My parents rented a Cadillac DTS last year for a road trip. They were not impressed.
It had lots of gadgets, but they were poorly made gadgets, with exactly the same lack of quality you'd find in cheap fallapart electronics at wal-mart. It was like the Emerson clock radio that looks all nice from a distance, but up close, it's cheap chrome over plastic, the knobs fall off, and the display goes out. That's how the car was. Brand-new, and the gadgets were already malfunctioning. The switches on things (if you looked beneath the overmolded bezel) were the cheapest possible switches, the flimsiest plastic ones, the ones you'd see for the lowest price from Digi-Key or some other catalog.
Why would you pay $60,000 for that instead of buying a Lexus or Acura instead that's far more solid, thoughtfully built, and with more of a feel of crafted quality...not just chromeplated plastic on everything?

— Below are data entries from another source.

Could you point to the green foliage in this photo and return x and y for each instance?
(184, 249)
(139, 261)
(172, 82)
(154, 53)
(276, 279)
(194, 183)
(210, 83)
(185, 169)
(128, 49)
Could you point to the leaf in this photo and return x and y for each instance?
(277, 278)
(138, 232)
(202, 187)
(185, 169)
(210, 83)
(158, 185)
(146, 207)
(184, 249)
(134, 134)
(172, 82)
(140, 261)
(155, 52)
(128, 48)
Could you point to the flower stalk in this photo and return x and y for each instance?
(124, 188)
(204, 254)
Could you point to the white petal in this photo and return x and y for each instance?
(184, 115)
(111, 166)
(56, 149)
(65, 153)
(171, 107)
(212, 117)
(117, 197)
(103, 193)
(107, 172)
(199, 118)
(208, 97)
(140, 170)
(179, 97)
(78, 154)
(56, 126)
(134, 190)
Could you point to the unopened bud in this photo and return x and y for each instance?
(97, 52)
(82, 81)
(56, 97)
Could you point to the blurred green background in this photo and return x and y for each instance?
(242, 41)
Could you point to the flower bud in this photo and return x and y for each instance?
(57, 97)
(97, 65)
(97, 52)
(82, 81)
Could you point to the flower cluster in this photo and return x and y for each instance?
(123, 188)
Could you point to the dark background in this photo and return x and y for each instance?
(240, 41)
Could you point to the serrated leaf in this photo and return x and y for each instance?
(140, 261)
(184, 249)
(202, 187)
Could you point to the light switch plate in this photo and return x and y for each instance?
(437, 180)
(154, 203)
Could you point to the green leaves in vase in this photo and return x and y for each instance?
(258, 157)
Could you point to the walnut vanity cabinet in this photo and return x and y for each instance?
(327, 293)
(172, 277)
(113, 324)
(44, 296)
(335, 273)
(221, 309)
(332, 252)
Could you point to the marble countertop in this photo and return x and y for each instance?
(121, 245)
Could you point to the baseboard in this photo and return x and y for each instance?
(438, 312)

Interior materials and fit and finish should be excellent. We're too good with composites now, and robots can fit things perfectly and inspect with lasers. Doors should close with a solid, quality latch thunk, not a lowgrade-alloy clack from somewhere within. Buttons and controls should feel solid, not like there's a flimsy plastic surface epoxied to the stalk of the cheapest possible contact switch beneath that bends and wobbles uncertainly as you push on it.
And GM has not learned that. So they should go away till someone can re-form a new version that turns quicker than a supertanker, that focuses on quality, not bland repetition of poorly executed ideas and massive union handouts. Let the winners actually win. It's how the market works.